If she left, her parents and brothers would forget her and eventually no longer love her, it would spare them the pain of her death when the time came. Hopefully, in time, even Lavena herself would come to forget them and cease caring for them. To run away would be the best way to spare their feelings as well as hers. Awena had told her to put herself ahead of others; when her parents reached an age of dependency again, someone else could take care of them; her brothers would be forced to.
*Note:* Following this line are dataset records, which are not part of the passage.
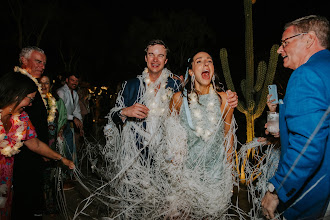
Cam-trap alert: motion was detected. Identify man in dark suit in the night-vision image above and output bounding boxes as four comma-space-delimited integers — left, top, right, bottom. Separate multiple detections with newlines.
12, 47, 49, 219
262, 15, 330, 219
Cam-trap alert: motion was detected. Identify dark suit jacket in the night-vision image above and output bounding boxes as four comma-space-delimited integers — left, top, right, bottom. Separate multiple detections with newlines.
270, 50, 330, 220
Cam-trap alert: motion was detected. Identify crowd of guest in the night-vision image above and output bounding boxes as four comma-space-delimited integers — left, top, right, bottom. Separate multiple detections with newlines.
0, 47, 83, 219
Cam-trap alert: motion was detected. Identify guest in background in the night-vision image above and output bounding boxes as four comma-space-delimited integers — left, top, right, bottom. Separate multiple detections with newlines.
40, 75, 67, 214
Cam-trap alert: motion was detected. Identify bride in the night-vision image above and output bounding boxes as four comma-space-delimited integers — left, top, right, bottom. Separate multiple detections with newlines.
165, 52, 236, 219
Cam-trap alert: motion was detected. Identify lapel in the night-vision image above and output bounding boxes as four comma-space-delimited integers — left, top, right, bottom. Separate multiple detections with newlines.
64, 84, 74, 106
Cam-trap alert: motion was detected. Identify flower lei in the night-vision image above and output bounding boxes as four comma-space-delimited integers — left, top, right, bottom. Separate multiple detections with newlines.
0, 109, 24, 157
188, 85, 220, 141
142, 68, 173, 116
14, 66, 47, 108
45, 93, 57, 123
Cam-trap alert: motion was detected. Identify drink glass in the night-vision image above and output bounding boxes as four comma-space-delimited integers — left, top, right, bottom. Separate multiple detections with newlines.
267, 111, 280, 134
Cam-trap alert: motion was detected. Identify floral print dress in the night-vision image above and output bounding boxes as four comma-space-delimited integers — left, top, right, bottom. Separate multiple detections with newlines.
0, 112, 37, 220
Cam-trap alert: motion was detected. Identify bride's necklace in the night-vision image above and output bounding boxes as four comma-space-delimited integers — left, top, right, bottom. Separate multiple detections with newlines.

Lavenda rose and began tying her hair back, then stood still for a moment to feel the warm breeze that caressed her face; she would have to leave now before she lost her nerve. She would not return to the house to collect some things for fear her mother would see her. Hastily she tied her burgundy locks back and glanced towards her cottage once before hiking her skirts up to her knees and running off towards the road where she continued to go down until she reached Caemlyn. She had had a gold mark in her pocket that one of the neighbors had given her that morning to return to Edan, who had lent them the same originally. She bought her food and accommodation from that and arrived at Caemlyn two weeks later. There she worked as a maid in the house of a minor Andoran noble, for a short time (around a month). During that time she had made a friend with one of the bodyguards, a tough middleaged man who had never had any children though he had always wished to; he would tell her stories of battles and fights, exciting tales of heroism and tragic death. He had fought many battles one time, when he had been an Andoran soldier. The old bodyguard had taken his job as a way to relax and live life easier for awhile. He told her one day of a group of fighters called the Band of the Red Hand, whom his brother had joined many months before and was quite happy with. Immediately she knew she wished to join; that was what she wanted-to fight-she would forget all her ties to people by killing. She set out to find the group of fighters not long after and request admittence.